Homo sapiens get spectacularly hung up on size. On the one hand, we’d love to see our business become an inter-continental, ocean-spanning, towers-in-the-cloud world leader; on the other, we’re terrified of competing on such a big scale. Sports teams representing their countries at international contests are taught a lot about how to deal with this dynamic. They are taught The psychology of big-match temperament.
Let’s begin your drive to develop big-match temperament, and ultimately own your industry, by overcoming the scariest possible size parameters.
Finding your market
If Paramount Pictures is to be believed, our potential target markets will one day include Klingons, Vulcans, and, if we can dissuade them from their psychotic need to assimilate entire species, the Borg. But until that day, our market is rather more limited. It’s this spinning blue marble and its seven billion human inhabitants. Just that. That’s as big as it gets.
As you strive to develop big-match temperament, find a good picture of our earth, as seen from space. Find a breathtaking shot that really appeals to you, because you’re going to be spending a lot of time looking at it. Now print it out, stick it on your wall, and caption it: My Target Market.
Why? Well, there are two reasons for this little interior-decorating escapade. The first is that it gets you thinking big; beyond the limits of your town, province or country. It electrifies the bit of your brain that handles possibility-thinking, nudging it toward entertaining the bold prospect of world domination.
Looking over the enticing shapes of continents, your subconscious mind will start ticking away at the mechanics necessary to achieve it.
The second reason is just the opposite of the first. When you stare at the entire world, as one small, round object, defined and finite, it somehow deflates the fear associated with that size. Staring at it, you can observe: There’s the world, and it’s all I’ll ever have to worry about. It never gets any bigger than that.
Narrowing your focus
Now let’s chop it up a little further. In your bid to own your industry, you are not actually competing against seven billion others. Not by a long shot.
For starters, you’re reading this article. One in five people on earth couldn’t manage that feat. Exclude children and people too old to work, and those who are not allowed to work because of restrictive cultures, and you will find yourself among a fairly small swathe of people. And of those, how many are involved in your industry?

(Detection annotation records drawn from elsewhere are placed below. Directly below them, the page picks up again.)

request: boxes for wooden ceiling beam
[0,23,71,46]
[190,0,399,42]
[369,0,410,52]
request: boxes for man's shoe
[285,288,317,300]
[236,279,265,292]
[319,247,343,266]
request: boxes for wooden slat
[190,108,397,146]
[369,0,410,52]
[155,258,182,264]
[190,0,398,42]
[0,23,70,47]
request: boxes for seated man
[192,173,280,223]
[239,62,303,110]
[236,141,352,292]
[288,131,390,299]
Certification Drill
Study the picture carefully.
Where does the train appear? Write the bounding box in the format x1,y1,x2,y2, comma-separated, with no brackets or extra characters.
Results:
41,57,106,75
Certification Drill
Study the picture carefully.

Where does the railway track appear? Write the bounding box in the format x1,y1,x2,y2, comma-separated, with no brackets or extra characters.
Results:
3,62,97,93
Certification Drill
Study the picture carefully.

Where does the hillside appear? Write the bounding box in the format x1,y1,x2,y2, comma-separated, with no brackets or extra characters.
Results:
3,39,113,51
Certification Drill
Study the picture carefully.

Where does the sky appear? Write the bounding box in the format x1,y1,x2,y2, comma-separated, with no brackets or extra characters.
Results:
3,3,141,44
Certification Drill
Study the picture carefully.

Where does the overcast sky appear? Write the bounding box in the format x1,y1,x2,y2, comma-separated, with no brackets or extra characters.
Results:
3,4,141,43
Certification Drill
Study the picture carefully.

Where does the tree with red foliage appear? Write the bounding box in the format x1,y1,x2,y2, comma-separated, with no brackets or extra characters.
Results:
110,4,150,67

Let’s continue: Of the people involved in your industry, how many do you suppose are proactive enough to seek insight and education on how to become prominent; to reach the very top of the pile; rather than simply doing enough to get by?

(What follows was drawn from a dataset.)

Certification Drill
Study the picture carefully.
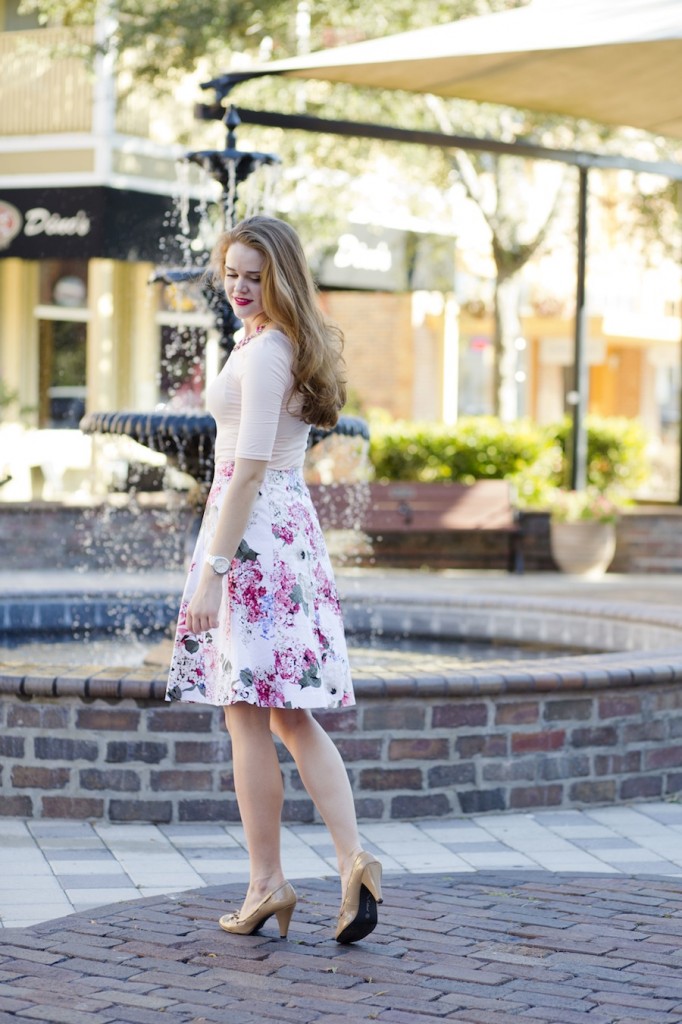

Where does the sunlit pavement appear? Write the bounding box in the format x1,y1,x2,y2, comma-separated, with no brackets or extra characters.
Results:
0,803,682,928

The fact that you are reading this article means that you have already wiggled your way into a very small demographic indeed. By virtue of your desire to place yourself among the best, you may be competing against a few hundred people; a few thousand at best.
And it’s not about who’s the best.
Do you have to be the most technically proficient, in order to ‘own’ your industry? The answer, surprisingly, is no.
Consider the number people who, to a greater or lesser extent, know how to cook. The figure must run into the billions. That said, are Jamie Oliver, Nigella Lawson and Gordon Ramsay necessarily the best cooks in the world? Highly unlikely.
While it’s important, technical proficiency does not equate to domination of an industry. There are people on earth who are better cooks than the names above, who are less known, and who earn less.
Your expert positioning
That shows us that there is something else at play, and it’s called ‘positioning.’ Top industry icons are using a combination of publicity, personality and wide-spread presence to become household names.
Similarly, the best products also do not necessarily become the best-selling products. Sometimes presence and publicity can raise the sales of a merely good product over a great one, as was the case in the VHS, Beta battle of the 1970s and 80s, in which the essentially ‘worse’ product ultimately took the market.
Sometimes, one key variable makes all the difference.
It’s frustrating, but it happens: One entrepreneur spends years on his craft. His work is impeccable, his standards unimpeachable, his industry knowledge unparalleled. He prospers to a certain degree.
His competition, however, becomes the most easily found on a Google search, and consequently, utterly dominates the industry.
Sometimes one key variable determines the difference between proficiency and market success. A prime example was the ‘as seen on Oprah’ factor, which launched many a multinational career.
Know your real competition
So what conclusions can we reach?
- Firstly, the world is not as big as we initially think. You are competing against a few hundred – perhaps a few thousand – key players.
- Secondly, if you desire to position yourself at the top of an industry, and genuinely strive to accomplish that feat, you are already well ahead of a great many practitioners who have no such desire, which in itself is an encouraging thought.
- Thirdly, there is no need to be awed and put off by highly skilled practitioners. While important, technical proficiency is not necessarily the deciding factor. Prominence and positioning can often count for more, and sometimes, one key variable, such as visibility, can make all the difference to your efforts.
Homo sapiens do get hung up on size. We’re easily awed by competition, easily psyched out by the perceived enormity of an industry.
But there are those who are not. There are those who simply get on with the task of working their way up the rungs of the ladder; who simply look for the leverage and then activate it.
Do you have the big-game temperament necessary to own your industry? When you kick off your campaign with the right mindset, you’re already well ahead of the competition.